No one should ever be driven to despair because of work. That’s not to say that you won’t be (and frankly, if passion is your guide, a little despair should come naturally), but simply to say that it shouldn’t be the norm, and it certainly shouldn’t be imposed. Despair can come up a lot of ways, but professional despair – the kind that breaks departments and projects and ramps up spite – is a thing that every organization has a responsibility to manage. To do so, look to the distribution and concentration of emotional labor.
This is hard to do. Keeping an accounting of mental health is enormously challenging.
In most organizations, the angriest and most confused customers will encounter the lowest paid, least respected, and probably most overworked members of the company first. The most common frustrations accumulate and follow a confused escalation tree towards some resolution. Solutions take time of course, but complaints accumulate – rather like sewage. And rather like sewage workers, support/complaints departments, must somehow labor to clear the blockages and keep the pipes running clean.
This is certainly common in startups, where the fierceness of the learning curve is matched only by the struggle to avoid drowning. But it holds true in most organizations – consider the pressures applied to call-center jockeys at Wells Fargo to cheat customers and falsify records. None of those managers needed to commit the fraud themselves, they just needed to terrify and intimidate the people who did.
And what were those poor souls to do? They certainly couldn’t escalate their concerns. The entire hierarchy they were attached to had turned their departments into the spindly hands of thieves. Who could they turn to?
No one. The burden fell on them, and them alone.
When escalation becomes impossible, when there’s no one to escalate to (or no one willing to take responsibility), emotional labor becomes a stuck thing. Like a fatberg made of resentment and spreadsheets. Such resentment fills this space like the limits of religious faith – the failure of prayer is only apparent when starvation sets in.

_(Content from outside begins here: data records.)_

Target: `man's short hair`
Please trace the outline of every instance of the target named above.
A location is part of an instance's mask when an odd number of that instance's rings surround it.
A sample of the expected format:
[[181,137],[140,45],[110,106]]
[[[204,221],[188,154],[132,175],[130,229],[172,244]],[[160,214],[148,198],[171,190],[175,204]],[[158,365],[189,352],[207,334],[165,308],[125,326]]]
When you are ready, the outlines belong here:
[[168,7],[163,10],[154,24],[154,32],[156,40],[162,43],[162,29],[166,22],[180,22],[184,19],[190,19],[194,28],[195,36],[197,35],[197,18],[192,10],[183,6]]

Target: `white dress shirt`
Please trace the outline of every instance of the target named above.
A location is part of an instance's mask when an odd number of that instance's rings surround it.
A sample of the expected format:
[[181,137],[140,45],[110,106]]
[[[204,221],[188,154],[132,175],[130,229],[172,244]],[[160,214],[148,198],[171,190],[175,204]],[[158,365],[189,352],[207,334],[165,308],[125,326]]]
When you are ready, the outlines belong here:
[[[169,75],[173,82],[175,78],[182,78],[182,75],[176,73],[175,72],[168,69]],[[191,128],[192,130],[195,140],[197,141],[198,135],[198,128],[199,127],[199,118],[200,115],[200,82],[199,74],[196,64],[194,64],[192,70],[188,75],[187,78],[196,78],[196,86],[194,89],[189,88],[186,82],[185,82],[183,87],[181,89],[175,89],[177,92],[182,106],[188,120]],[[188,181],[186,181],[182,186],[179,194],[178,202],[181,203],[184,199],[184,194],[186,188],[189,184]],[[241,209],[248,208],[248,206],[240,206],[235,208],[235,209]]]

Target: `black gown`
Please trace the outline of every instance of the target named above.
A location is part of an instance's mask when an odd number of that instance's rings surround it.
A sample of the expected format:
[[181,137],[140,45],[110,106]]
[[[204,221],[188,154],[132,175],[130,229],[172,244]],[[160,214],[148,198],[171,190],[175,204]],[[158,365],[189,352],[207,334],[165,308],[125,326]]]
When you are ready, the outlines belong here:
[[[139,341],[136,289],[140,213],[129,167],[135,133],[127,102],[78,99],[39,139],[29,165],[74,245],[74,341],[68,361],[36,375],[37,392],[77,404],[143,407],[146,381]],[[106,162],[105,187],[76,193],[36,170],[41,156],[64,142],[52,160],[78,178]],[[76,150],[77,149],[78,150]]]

As a rule, this happens because managers don’t like to get dirty. And frequently, the higher up the chain you go, the stronger the urge to resist handling shit. Most people ladder climb to get out of the muck, choosing to forget and resent (the smell is improved, even if the cost is death), rather than take responsibility. Ask around your own office – if you work in a software company, I can promise that the higher up the chain you go the less likely people are to know what it is you’re actually working on. Especially startups: startups are insecure and quick to leap at pretend talent. That’s why the upper echelons of these organizations tend to be so heavy with charming, but ultimately useless narcissists.
(Exceptions certainly exist, but I haven’t encountered many. If your organization is one, I’d love to learn more! How does a company avoid incompetence creep?)
During my own time working in software, I always wondered why is was so difficult to get senior management to take essential issues seriously; to use their clout to influence positive change. A little digging always led back to that same problem: they didn’t know what the platform was, how it worked, or who was using it. They were all too keen to throw the little guys under the bus if it meant avoiding an unpleasant phone call (I developed a real talent for eating crow on behalf of “leadership” – they appreciated it, to a point), but the biggest reason they dreaded these things is because, as a rule, they had no idea what they were talking about. As it turns out, there’s little in an MBA that actually prepares you for humans. Being friends with a hedge fund manager usually just means you know where to get coke, and not that either of you know anything about people or running things. And I was working with weed companies – all too often, they didn’t do the expected (absurdist) dance in quite the same way. Worse, stoners had a way of making things especially hard on people who counted on certain assumptions about authority.
So my advice is this: if you run a software company, grill management. See if they actually have any idea what they’re talking about. You’ll probably find its a great way of trimming unnecessary overhead. Idiots and assholes tend to climb the ladder first – people who are better with excuses than progress; people who’s only real talent is for taking credit. Steve Jobs, we should remember, was actually a creep – enabled by a culture that assumes a loudmouth with money to be in possession of virtue (consider Elon Musk – famous for taking his anxious insecurity out on subordinates at all hours).
But it could simply be that, broken creatures like we are, we tend to glob onto whoever seems to be willing to save us the trouble of thinking; when bullies meet the Dunning-Kruger effect, toadyism is sure to follow.
And most importantly, check your own ego, lest you become dependent on it, and those who would fluff it for you. Besides, done right, you can probably save yourself a bunch of overhead on leadership – if you really want to trim the fat, start at the top; protect the people that shoulder the real burden.